How to secure the use of a PHP script that triggers emails?

Question

I build a PHP script to send emails (based on Amazon SES).

So I can make a GET or POST Ajax call to my PHP script:

envoi.php?nom=John&email=john@domain.com

triggers an email to be sent to john@domain.com.

My website has a registration form which on submit makes a jquery ajax call to the PHP script (website and PHP script are on the same server). I use the script also for other events.

Now I am concerned that this script could obviously be abused if anyone gets hold of its URL.

How can I secure the access to this script?

Answer 1

Step1: When the user opens the registration form, from which he can send mail and passes captcha, set a $_SESSION parameter.

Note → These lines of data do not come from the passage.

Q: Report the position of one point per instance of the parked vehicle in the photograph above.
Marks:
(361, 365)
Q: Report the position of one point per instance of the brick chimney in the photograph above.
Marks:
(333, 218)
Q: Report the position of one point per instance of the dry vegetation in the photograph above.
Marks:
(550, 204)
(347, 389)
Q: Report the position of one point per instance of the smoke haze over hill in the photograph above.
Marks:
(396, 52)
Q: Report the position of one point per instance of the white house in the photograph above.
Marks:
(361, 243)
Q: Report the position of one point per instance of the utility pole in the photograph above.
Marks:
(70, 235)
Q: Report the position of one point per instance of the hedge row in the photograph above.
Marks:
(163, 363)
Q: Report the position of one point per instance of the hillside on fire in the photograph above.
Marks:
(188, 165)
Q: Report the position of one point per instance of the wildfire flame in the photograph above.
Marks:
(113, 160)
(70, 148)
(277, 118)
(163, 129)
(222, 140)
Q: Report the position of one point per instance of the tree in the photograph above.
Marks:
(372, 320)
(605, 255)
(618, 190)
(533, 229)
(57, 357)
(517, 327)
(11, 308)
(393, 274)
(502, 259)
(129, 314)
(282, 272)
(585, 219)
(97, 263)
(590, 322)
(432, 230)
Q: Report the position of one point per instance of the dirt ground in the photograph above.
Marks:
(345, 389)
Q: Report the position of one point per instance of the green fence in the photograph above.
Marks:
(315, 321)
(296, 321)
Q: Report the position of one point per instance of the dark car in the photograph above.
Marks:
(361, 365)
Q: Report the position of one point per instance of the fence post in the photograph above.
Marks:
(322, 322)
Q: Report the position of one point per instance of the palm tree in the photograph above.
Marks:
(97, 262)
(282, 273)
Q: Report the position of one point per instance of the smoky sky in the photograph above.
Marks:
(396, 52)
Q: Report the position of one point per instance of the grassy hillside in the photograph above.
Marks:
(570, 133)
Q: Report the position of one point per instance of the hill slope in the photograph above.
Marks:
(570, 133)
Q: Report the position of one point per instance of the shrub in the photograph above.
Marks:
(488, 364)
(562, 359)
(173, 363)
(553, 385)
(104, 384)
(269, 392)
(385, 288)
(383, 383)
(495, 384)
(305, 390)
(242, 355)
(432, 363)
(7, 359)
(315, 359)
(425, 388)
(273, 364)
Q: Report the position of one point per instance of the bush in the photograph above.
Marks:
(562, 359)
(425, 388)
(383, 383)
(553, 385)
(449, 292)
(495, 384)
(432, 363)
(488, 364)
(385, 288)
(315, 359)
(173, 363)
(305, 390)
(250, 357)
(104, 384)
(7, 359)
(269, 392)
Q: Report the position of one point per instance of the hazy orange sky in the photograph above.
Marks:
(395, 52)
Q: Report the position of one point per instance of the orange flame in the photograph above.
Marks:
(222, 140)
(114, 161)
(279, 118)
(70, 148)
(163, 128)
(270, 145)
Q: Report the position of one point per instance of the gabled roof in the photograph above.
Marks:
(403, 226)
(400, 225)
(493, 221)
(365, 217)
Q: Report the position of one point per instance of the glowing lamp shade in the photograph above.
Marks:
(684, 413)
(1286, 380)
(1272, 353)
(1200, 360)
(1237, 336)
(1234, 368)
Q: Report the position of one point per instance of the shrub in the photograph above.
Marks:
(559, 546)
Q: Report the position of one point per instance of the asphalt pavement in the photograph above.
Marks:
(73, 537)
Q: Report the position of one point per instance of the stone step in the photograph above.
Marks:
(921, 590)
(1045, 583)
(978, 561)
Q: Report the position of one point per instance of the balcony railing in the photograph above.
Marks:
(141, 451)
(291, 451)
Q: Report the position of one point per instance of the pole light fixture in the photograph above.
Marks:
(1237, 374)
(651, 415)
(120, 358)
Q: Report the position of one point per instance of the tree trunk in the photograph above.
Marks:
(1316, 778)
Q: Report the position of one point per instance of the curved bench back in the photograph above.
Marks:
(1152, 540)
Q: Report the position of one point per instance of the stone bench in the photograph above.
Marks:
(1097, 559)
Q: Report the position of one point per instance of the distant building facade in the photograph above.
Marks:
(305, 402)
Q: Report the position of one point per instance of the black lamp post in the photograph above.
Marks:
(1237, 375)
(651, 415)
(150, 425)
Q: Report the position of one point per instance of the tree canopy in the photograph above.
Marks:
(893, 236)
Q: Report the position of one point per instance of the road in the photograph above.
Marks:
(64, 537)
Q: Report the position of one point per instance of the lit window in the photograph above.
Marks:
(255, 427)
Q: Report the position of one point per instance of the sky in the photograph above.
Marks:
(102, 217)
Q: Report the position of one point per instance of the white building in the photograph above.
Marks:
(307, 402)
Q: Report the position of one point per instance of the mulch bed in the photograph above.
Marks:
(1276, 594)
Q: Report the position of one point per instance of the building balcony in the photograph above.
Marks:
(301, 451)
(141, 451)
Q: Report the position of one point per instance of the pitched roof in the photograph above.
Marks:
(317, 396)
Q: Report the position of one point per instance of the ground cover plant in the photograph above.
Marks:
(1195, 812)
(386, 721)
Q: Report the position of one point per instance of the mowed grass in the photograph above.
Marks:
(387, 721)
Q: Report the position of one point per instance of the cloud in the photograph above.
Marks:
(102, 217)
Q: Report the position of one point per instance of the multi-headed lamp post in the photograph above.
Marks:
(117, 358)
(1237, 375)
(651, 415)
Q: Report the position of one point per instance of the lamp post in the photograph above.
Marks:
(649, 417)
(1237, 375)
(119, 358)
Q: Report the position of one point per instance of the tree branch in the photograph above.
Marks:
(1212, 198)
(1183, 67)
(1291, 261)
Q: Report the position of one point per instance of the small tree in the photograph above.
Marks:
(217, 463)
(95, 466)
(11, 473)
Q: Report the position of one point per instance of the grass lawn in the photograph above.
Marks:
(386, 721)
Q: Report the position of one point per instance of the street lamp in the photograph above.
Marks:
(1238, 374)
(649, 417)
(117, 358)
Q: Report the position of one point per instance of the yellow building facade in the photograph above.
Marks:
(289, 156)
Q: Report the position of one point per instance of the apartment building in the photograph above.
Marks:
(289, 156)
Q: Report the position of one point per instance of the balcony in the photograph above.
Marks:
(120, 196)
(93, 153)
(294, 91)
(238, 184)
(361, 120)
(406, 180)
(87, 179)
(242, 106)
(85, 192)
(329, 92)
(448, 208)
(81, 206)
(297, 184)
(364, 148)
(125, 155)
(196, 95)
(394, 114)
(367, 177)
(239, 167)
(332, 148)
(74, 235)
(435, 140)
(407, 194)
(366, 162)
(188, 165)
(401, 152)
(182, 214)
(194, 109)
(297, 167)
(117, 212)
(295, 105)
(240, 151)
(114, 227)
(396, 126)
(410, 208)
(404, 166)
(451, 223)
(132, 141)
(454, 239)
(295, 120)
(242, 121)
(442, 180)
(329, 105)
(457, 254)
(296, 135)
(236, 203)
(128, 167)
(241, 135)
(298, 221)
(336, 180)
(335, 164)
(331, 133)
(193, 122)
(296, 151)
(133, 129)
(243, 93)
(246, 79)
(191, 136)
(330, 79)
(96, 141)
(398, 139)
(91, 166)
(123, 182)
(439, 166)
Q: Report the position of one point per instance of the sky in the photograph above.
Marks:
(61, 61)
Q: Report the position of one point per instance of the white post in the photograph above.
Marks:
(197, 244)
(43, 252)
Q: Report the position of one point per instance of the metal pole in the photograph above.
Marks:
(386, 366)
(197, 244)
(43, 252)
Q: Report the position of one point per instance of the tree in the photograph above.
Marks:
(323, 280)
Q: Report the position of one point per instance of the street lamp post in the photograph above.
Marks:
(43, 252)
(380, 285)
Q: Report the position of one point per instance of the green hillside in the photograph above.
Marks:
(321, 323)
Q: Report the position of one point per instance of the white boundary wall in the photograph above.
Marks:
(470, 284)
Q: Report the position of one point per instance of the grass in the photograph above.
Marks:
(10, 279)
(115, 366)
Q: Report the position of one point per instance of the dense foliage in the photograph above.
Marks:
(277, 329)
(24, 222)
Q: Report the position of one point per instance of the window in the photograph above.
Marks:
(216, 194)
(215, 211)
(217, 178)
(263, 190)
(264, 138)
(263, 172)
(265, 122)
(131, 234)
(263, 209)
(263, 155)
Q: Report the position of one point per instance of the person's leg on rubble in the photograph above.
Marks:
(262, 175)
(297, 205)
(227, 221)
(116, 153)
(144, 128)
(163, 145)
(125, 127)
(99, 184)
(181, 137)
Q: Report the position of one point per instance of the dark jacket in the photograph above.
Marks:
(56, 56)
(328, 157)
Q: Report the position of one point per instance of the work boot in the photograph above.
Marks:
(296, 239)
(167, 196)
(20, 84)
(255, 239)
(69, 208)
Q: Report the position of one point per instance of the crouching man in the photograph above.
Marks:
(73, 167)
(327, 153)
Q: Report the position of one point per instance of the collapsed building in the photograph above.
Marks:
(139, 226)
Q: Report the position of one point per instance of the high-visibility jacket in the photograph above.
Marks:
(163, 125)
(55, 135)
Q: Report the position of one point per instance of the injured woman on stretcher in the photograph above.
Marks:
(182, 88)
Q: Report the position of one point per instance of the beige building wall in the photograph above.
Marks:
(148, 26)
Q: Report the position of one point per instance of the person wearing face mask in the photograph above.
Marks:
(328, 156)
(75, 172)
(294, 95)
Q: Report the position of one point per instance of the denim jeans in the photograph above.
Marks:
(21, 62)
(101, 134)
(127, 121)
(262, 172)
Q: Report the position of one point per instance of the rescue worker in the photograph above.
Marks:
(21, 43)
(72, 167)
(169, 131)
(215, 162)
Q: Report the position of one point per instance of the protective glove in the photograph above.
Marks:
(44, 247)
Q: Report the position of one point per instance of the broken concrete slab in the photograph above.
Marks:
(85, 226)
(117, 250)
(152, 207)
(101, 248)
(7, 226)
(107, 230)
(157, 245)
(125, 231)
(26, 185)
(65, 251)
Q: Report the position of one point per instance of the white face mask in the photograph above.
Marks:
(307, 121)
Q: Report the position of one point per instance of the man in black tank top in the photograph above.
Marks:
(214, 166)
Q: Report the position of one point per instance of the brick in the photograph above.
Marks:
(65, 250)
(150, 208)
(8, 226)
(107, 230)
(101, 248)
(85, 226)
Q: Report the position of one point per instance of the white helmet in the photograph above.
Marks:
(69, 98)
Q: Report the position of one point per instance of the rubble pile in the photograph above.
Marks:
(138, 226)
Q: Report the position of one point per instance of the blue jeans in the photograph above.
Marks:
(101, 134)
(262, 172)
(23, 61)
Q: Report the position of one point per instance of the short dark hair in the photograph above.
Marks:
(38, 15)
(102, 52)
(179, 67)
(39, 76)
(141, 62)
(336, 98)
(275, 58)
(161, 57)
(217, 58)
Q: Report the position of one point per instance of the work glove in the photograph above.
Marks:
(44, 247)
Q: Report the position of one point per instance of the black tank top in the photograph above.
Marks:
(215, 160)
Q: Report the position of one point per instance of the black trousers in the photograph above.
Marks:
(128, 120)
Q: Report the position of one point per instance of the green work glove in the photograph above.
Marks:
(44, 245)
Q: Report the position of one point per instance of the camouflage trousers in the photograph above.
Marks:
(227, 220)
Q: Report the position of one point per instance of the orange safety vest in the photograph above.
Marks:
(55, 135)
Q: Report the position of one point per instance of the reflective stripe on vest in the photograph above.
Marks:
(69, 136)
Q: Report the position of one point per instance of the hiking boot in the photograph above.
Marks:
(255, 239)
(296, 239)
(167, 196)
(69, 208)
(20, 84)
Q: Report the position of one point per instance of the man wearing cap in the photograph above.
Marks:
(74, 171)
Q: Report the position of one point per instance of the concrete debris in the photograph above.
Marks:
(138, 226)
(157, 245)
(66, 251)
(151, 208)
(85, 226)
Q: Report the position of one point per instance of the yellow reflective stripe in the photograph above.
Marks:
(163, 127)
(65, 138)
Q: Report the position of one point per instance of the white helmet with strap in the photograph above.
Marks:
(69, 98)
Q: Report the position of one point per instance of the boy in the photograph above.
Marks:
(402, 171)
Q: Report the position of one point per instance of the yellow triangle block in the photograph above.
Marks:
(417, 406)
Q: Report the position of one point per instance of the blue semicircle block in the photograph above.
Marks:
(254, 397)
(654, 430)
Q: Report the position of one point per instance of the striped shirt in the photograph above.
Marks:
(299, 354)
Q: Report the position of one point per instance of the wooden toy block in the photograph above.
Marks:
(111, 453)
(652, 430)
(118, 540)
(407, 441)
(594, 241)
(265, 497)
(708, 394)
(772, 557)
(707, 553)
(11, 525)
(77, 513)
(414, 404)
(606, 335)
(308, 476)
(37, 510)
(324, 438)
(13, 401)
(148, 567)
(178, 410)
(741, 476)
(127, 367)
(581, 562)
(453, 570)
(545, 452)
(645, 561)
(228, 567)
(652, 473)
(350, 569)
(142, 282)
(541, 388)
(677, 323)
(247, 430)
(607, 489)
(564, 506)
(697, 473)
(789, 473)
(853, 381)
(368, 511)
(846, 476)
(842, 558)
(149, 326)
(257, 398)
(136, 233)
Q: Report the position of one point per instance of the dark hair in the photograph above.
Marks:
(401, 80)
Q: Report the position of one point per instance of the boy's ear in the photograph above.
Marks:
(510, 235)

$_SESSION["mail_allowed"] = true;

Step2: The request is sent as usual to

envoi.php?nom=John&email=john@domain.com

Step3: Finally, in the mail script, do something like the following:

if($_SESSION["mail_allowed"]){
    $_SESSION["mail_allowed"] = false;
    //send mail  
}
else{
    die('File cannot be executed directly');
}

This way, the user is allowed to send mail once he opens your page, but cannot execute the mailer script directly.

Answer 2

Yes, this could easily be abused. There's no solid solution, but a couple ways to protect it come to mind:

• Only allow the link to work for authenticated users that you are sure aren't bots (captcha?)
• Prevent the same IP address from issuing repeated requests.

Answer 3

You could use a captcha to protect access to this script and make abuses a little harder.